Taylor Mac's Okay, which is the most ambitious item on the bill, feels like what it is, which is a subversive drag performance that's been staged naturalistically as a one-act play; it becomes a savage and disheartening tragedy wrenched out of the performance context Mac's singular style would have provided it, and is exceedingly hard to take despite all of the talent involved with it (notably director Jose Zayas and actresses Kether Donohue and Olivia Mandell, who do fine work here). It's set in a girls' bathroom during a high school prom, and consists of a series of monologues that probe the startling and sensational depths of some very troubled young people, among them a surprisingly experienced gay boy and a girl who is about to give birth though no one even knows she's pregnant. The writing is vivid and pointed and clearly from the heart. But the piece resists this kind of traditional treatment; it feels glaringly out-of-place on this bill.
But it has more life than any of the other three plays in Series B. Happy Birthday William Abernathy is an over-written, one-note piece by Lloyd Suh about a 100-year-old Irish American man whose contempt for his Asian American relatives is meant, I think, to reveal something about American character. Director Deborah Hedwall has staged the play so that both of its actors—Joe Ponazecki as William and Peter Kim as his great-grandson Albert—spend large amounts of time with their backs to half the audience. And Ponazecki has to play the entire piece pants-less, due to Suh's awkward framing device (the old man had an accident, and they're waiting for the trousers to be cleaned up and returned).
Anne Washburn's October/November has some neat dialogue in it but emerges as a stilted study more than a story. It's about a 16-year-old girl named Nikkie who thinks she's more sophisticated than she actually is, and 13-year-old David, a more clear-headed fellow struggling with the onset of adolescence. Nikkie is one of the more unpleasant characters I can recall making the acquaintance of in the theatre, even given the relatively short span of time I was in her company, and especially due to Amelia McClain's relentlessly nasty interpretation of her. Gio Perez is enormously ingratiating as David, however.
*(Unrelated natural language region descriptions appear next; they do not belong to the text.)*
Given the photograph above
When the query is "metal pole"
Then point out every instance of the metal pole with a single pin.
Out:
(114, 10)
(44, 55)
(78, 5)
The Great War, finally, is the evening's "big ticket item," with the most famous author (Neil LaBute), director (Andrew McCarthy) and actors (Laila Robins and Grant Shaud of Murphy Brown fame). I have to say that it bothered me that all of the "names" in this particular program were grouped together to work on this single project, as if the celebrity couldn't be spread around a bit. But let that go. LaBute's subject here is a married couple about to divorce; a married couple who hate—and I mean HAAATTTTE—one another. Their conversation consists of elaborate put-downs or unsubtle cruel put-downs or, most often, "fuck you!" Eventually their discussion turns to their two children, and an opportunity for LaBute to nail some bitter truths in a dark satirical style seems to emerge, only to be ignored. The play finally makes no other point except that these two mean people are...mean. Robins and Shaud do competent work, but their characters are not people I wanted to spend any time with.
It all made for a wearing program. Maybe Series A and C of the Marathon offer more variety and more lightness. But Series B proves to be quite a trial for its auditors.